Er rief dazu auf, die Regierungslinie und die Parteilinien von CDU und CSU in Einklang zu bringen.

 

Bisher setzt die Regierung auf ergebnisoffene Verhandlungen mit der Türkei. Wegen des Umgangs mit ethnischen und religiösen Minderheiten steht das Land immer wieder in der Kritik; in letzter Zeit gab es jedoch Verbesserungen. Im gemeinsamen Wahlprogramm hatten die Unionsparteien eine Vollmitgliedschaft abgelehnt.
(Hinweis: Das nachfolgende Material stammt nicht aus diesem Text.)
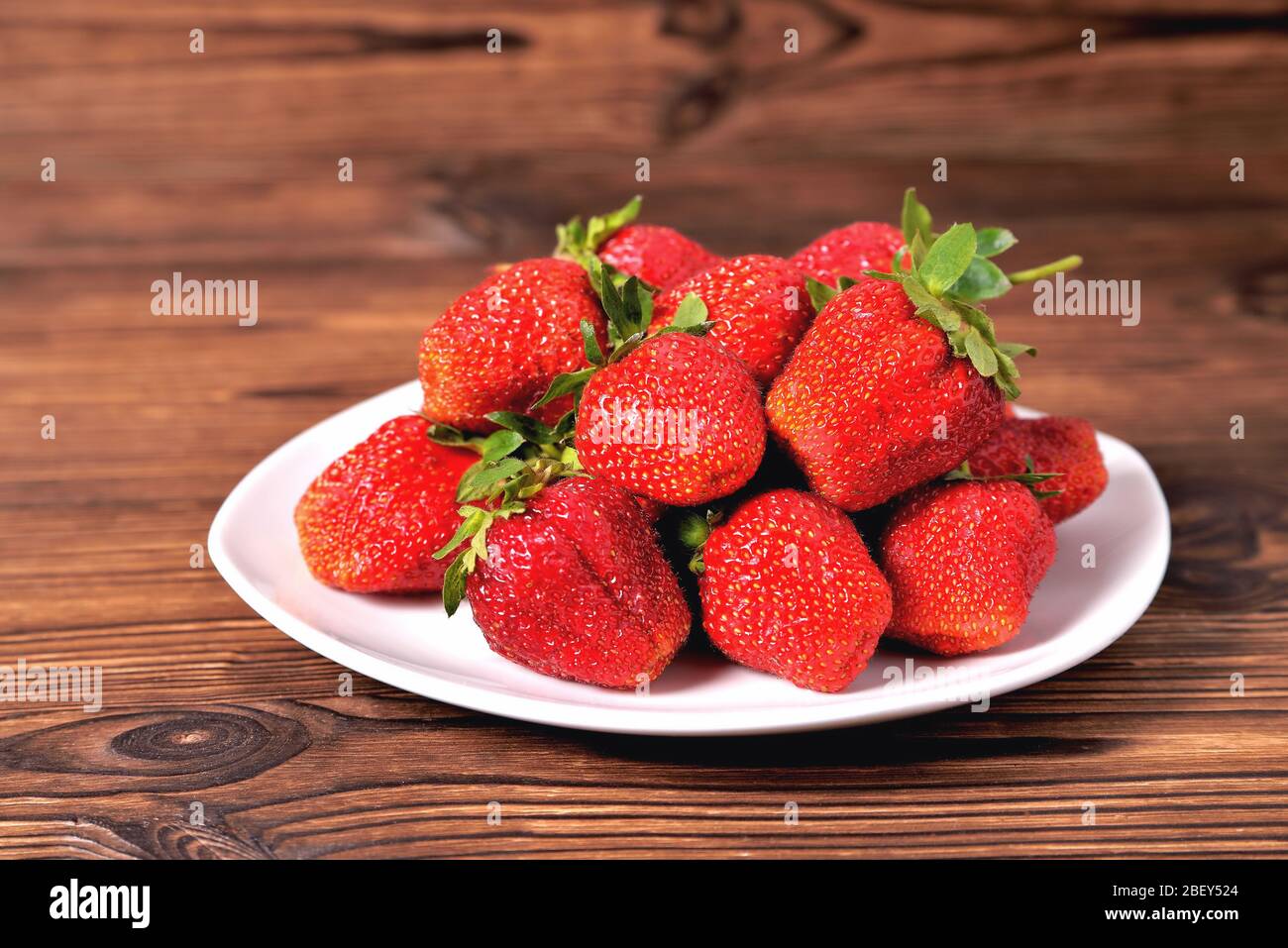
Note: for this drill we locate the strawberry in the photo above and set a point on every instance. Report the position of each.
(789, 587)
(849, 252)
(1051, 443)
(759, 308)
(901, 377)
(678, 420)
(373, 519)
(498, 346)
(661, 257)
(568, 579)
(964, 559)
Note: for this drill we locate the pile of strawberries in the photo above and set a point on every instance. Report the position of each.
(820, 446)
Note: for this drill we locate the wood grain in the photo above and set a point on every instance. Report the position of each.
(224, 165)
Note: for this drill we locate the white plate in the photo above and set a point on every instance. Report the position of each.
(410, 643)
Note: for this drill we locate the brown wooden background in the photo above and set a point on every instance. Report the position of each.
(223, 165)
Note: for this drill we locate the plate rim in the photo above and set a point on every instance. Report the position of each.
(557, 712)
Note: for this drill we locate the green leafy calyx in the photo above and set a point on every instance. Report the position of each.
(581, 241)
(492, 491)
(1029, 476)
(945, 274)
(629, 305)
(695, 531)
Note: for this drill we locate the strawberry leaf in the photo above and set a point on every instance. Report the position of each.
(819, 292)
(991, 241)
(473, 520)
(980, 353)
(454, 582)
(581, 241)
(590, 344)
(692, 312)
(948, 258)
(563, 384)
(914, 218)
(1014, 350)
(983, 279)
(527, 427)
(500, 443)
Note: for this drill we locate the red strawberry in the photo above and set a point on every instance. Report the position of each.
(575, 586)
(759, 305)
(789, 587)
(1052, 443)
(678, 420)
(498, 347)
(849, 250)
(964, 559)
(900, 378)
(372, 520)
(875, 402)
(661, 257)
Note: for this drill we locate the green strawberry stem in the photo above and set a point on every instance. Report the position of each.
(947, 274)
(629, 307)
(1064, 263)
(492, 489)
(1029, 476)
(695, 530)
(581, 241)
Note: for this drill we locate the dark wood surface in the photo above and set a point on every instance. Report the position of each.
(223, 165)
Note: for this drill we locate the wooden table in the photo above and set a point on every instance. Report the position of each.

Es gibt allerdings auch wesentlichere Gründe gegen einen Beitritt der Türkei zur EU, vor allem, weil die Türkei nicht zum europäisch-christlichen Kulturkreis gehört und zu dieser Kultur und Geschichte gegensätzliche Grundlagen hat.

 

Ein Beitritt der Türkei zur EU, der vor allem auf Grund des Drucks aus den USA betrieben wird, würde die kulturelle Identität des christlichen Abendlandes weiter zerstören, was für viele Befürworter eines Beitritts auch beabsichtigt ist.